At Napier, we take a keen interest in knowing the future of the technology industry, from marketing to the publication world, so at the end of 2016, we launched our B2B Tech Publications Outlook 2017 survey. Our aim was to gather a deeper insight into Tech publications plans for 2017, with an interest on their view of the importance of social media, native advertising and print magazines.  The data collected from several tech publications proved to be surprising, presenting the respondents as finding it tough to be innovative and grow with new digital technology.

A surprisingly strong consensus was that print magazines will still be very important in 2017. Although digital media consumption is continuing to grow, European publishers are still making good money from print. The results also showed tech publications are reluctant to use social media: when asked if social media would be important to their publication in 2017, only 50% of respondents believed it would be. This is an unexpected result, suggesting tech publications feel no need to change their ways, and in fact are quite happy taking a traditional approach.
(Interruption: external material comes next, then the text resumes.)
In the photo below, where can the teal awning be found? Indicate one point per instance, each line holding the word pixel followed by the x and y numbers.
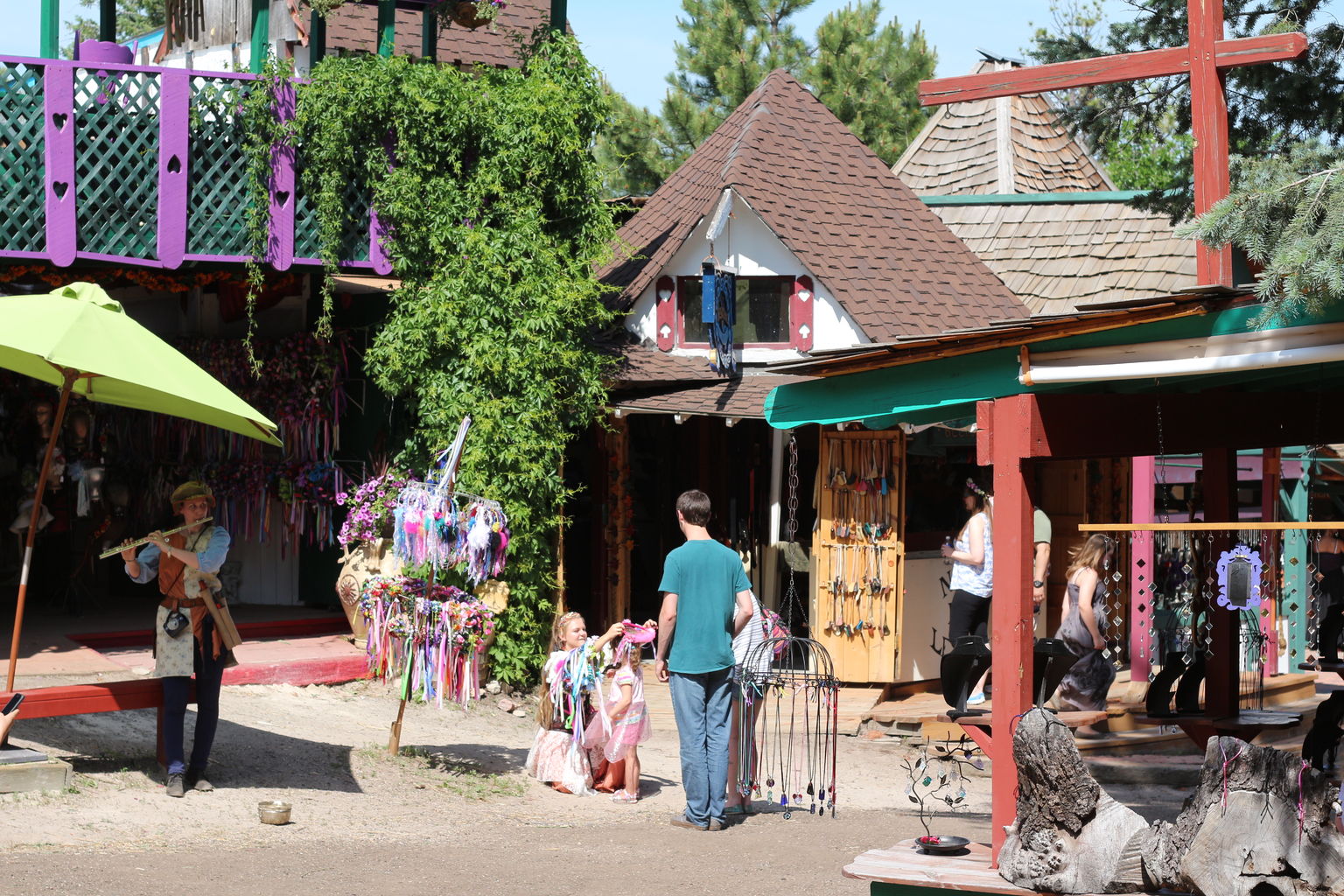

Interestingly, our results revealed that Tech publications believe native advertising will grow faster than social media. When questioned how important social media and native advertising will become in 5 years, native advertising was favoured as being the most important to tech publications.

For 2017, tech publications continued to surprise us with their main priorities. Increasing revenue from data was the lowest priority for tech publications. Many also believe that their main source of website traffic, Google, will not change in 2017, suggesting that their newsletters and other promotions are less effective than search.

It is worrying to discover that B2B tech publications responses for 2017, are only vaguely different from what they told us in the previous year, 2016. It seems Tech publications do not value increasing their focus on social media. Their main focus continues to be their existing data base, new readers primarily are coming via Google searches (which means they are unlikely to return unless the publication shows up in a future search), and they view data as their least important priority. It is tough for Tech publications to balance everything that could potentially help them, but I am confident, that when they feel the time is right, B2B tech publications will develop and change, to continue to fit in with our new digital world.